Mariana Nalo hat mit 15 ihren Vater verloren, was sie zu ihrer eigenen Verblüffung nicht sehr bekümmert. Ihre Mutter aber erkennt die "männliche Leerstelle" als Katastrophe, allerdings zieht sie daraus eine fatale Konsequenz: sie besetzt den "männlichen Platz in Marianas Kosmos" einfach selbst.

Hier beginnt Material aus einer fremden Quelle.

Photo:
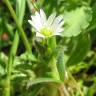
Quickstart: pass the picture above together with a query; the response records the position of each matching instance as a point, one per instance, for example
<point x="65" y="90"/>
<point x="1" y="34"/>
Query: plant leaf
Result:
<point x="76" y="21"/>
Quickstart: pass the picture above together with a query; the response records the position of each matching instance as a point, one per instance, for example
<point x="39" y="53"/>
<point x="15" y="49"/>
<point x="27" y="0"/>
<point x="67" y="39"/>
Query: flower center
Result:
<point x="47" y="32"/>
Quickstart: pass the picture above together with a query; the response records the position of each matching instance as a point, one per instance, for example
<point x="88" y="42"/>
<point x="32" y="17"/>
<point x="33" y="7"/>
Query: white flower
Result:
<point x="46" y="27"/>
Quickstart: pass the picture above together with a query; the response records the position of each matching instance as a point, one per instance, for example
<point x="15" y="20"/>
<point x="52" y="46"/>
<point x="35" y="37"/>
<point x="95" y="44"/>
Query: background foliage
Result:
<point x="64" y="66"/>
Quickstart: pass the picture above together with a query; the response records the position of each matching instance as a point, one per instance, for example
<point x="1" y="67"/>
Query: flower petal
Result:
<point x="51" y="19"/>
<point x="43" y="17"/>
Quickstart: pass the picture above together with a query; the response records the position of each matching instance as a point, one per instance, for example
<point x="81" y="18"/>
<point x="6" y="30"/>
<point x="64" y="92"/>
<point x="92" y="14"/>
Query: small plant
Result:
<point x="53" y="54"/>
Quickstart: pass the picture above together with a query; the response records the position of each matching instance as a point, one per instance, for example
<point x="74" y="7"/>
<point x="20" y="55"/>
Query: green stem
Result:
<point x="10" y="63"/>
<point x="23" y="36"/>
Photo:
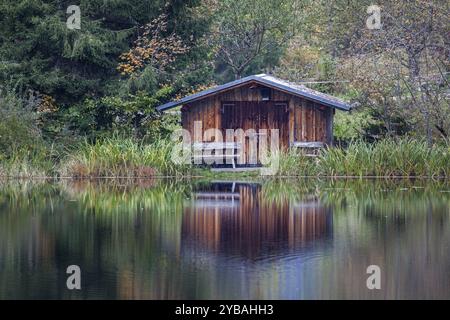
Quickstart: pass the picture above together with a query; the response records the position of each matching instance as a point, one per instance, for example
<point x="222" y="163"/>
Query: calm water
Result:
<point x="286" y="239"/>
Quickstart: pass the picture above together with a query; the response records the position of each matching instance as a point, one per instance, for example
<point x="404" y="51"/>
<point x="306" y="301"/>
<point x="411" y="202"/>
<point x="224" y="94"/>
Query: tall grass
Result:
<point x="403" y="157"/>
<point x="121" y="157"/>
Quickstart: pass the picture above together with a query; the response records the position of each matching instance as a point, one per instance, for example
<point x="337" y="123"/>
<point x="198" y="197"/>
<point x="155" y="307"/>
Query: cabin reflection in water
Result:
<point x="238" y="219"/>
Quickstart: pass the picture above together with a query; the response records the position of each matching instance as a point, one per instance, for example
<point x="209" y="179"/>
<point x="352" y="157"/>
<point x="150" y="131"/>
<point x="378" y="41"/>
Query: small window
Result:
<point x="265" y="94"/>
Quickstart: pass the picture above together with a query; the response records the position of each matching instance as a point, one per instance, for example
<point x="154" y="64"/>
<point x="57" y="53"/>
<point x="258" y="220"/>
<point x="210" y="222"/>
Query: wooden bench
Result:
<point x="308" y="146"/>
<point x="227" y="150"/>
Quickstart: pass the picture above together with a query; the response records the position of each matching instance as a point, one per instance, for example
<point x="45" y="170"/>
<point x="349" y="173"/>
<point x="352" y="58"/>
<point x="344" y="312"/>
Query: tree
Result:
<point x="247" y="30"/>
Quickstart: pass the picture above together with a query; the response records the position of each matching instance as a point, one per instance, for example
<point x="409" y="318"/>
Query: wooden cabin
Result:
<point x="304" y="117"/>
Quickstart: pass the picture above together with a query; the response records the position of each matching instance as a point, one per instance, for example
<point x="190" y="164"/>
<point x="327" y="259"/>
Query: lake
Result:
<point x="192" y="239"/>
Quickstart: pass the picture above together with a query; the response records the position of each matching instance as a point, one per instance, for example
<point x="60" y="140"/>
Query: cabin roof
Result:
<point x="270" y="81"/>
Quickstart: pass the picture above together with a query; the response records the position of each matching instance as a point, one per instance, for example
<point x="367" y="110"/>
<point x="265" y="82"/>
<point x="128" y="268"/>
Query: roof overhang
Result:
<point x="269" y="81"/>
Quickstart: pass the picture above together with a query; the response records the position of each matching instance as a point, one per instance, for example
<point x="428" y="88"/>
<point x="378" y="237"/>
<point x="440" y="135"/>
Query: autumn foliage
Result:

Dass man mit diesem Debütroman bei allem Respekt nicht ganz froh wird, hat wohl damit zu tun, dass sich auch die Autorin eines ähnlichen Verfahrens bedient. Sie will von weiblichen Nöten berichten, aber ihr Ehrgeiz steht dem sprichwörtlich männlichen keineswegs nach. Ihr Roman ist bis an die Zähne bewaffnet mit Literaturwillen. Jedes Wort, jeder Satz, jede Figur, Szene, Idee schreit nach Aufmerksamkeit. Möglicherweise zeugt auch das vom momentanen Dilemma der Frauen: zeigen zu wollen, dass sie besser sind. Vielleicht ist es Zeit für ein bisschen Lässigkeit.

Rezensiert von Meike Feßmann

María Cecilia Barbetta: Änderungsschneiderei Los Milagros. Roman.
S. Fischer Verlag, Frankfurt am Main 2008. 332 Seiten, 19,90 €.